Les apparences peuvent être trompeuses... certaines des chansons de notre nouvel album sont écrites depuis très longtemps, il nous manquait simplement le temps nécessaire pour les perfectionner et les enregistrer définitivement. Les idées nous viennent aussi plus facilement à certains moments qu’à d’autres, et dans ce cas il n’est pas question de perdre du temps et d’hésiter. La version japonaise de Conqueror est accompagnée d’un CD bonus avec deux titres un peu spéciaux de plus de quinze minutes chacun, ce ne sont pas des chansons typiques de Jesu mais on a quand même souhaiter les sortir pour nos fans et ceux qui achèteront le disque en import. Ce sont des titres très expérimentaux et mélodieux, mais on aime composer sans réfléchir à l’utilité que pourra avoir le morceau au final. C’est notre manière à nous d’être prolifiques.
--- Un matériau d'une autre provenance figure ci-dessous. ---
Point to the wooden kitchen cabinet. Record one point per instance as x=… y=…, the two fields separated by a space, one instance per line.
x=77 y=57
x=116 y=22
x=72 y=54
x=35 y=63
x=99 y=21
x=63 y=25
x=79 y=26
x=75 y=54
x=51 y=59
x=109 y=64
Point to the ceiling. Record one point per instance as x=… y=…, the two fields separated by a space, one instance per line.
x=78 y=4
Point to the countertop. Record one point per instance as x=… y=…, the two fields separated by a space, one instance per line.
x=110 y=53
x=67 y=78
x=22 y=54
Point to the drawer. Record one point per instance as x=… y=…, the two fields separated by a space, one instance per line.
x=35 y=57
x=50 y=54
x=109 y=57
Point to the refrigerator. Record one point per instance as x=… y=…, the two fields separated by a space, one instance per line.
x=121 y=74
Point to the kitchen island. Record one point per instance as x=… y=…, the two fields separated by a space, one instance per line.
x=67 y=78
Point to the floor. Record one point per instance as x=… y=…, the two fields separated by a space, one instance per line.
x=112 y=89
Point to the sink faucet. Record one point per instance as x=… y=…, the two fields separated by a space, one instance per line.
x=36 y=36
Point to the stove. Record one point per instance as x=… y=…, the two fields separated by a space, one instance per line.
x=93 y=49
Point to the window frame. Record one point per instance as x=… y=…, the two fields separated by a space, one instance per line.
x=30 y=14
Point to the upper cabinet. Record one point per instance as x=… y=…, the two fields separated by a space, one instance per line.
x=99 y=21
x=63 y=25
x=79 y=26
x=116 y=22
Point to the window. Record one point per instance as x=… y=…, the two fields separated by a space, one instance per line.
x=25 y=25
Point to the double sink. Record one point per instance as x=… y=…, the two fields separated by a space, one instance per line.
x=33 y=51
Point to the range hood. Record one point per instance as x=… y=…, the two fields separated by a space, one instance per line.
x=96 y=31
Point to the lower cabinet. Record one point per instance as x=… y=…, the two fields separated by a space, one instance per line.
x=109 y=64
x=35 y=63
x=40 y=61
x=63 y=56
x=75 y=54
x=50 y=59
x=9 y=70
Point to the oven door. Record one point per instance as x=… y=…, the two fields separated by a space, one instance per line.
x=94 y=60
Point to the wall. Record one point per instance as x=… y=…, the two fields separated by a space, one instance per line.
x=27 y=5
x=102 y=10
Comment parvenez-vous à concilier vos nombreux projets musical avec Jesu ?
Il faut savoir s’organiser, mais être musicien à plein temps est un mode de vie que l’on a choisi. Justin travaille régulièrement sur son nouveau projet, Grey Machine, mais c’est un développement sur le long terme. A l’heure actuelle notre priorité va à Jesu, nos autres occupations sont mises de coté le temps qu’il faudra. Plus tu veux faire de choses à la fois, plus les complications se font sentir, il faut donc trouver un juste équilibre.
Les disques que vous écoutez en studio ou en tournée influencent-ils la musique de Jesu ?
Inconsciemment, oui. On écoute beaucoup de musique, des groupes très variés qui sont parfois très éloignés les uns des autres musicalement. Les goûts de Justin me surprennent souvent, il est capable d’écouter des disques de pop mielleuse comme du heavy metal ou du reggae ! Le son de Jesu est à l’image de nos goûts, il synthétise l’ensemble de nos influences et crée un amalgame que l’on peut retrouver par la suite sur nos disques. La musique reste de la musique après tout…
La diversité de votre musique est très surprenante… on sent l’influence de la pop, du shoegazing et du metal mais le résultat reste pourtant très homogène. Quel est le secret de cette réussite selon toi ?
Après avoir quitté Godflesh, Justin voulait vraiment créer de la musique à son image. Avec Jesu, que ce soit en studio ou sur scène, la liberté est totale. Notre maison de disque n’intervient jamais dans notre travail. On compose, on enregistre et on part en tournée sans contrainte, et même si nos disques touchent à plusieurs styles simultanément, personne ne nous le reproche. Jesu n’entre dans aucune catégorie, les journalistes ne peuvent pas nous mettre dans une case musicale.
Est-ce aussi pour cela que la voix de Justin semble toujours en retrait par rapport aux instruments ?
Justin écrit ses textes en fonction des mélodies puis il utilise sa voix comme un instrument supplémentaire, tout comme le serait une guitare ou une basse. Depuis longtemps maintenant Justin est obsédé par le fait de trouver la meilleure utilisation possible de sa voix. Il expérimente beaucoup sur ce point, il souhaitait depuis longtemps s’essayer à quelque chose de différent et Jesu lui offre cette possibilité.
A quand un album de Jesu purement instrumental ?
Aucune chance que cela arrive ! Certains de nos titres isolés sont instrumentaux et très mélodiques, mais je n’imagine pas un disque sans la voix de Justin. Les paroles sont au moins aussi importantes que les instruments.
Les pochettes de vos albums ont jusqu’à maintenant été créées par Aaron Turner d’Isis. En a-t-il été de même pour Conqueror ?
Justin a encore une fois collaboré avec Aaron pour ce disque. Il prend de nombreuses photos de lieux divers puis les lui envoie aux Etats-Unis afin qu’il les retouche. Le résultat me semble encore une fois très convaincant !
Considères-tu Jesu comme ta plus grande réussite musicale à ce jour ?
Oui, sans l’ombre d’un doute ! Je ne renie pas mon passé de musicien, mais Jesu est à l’évidence ma plus grande fierté.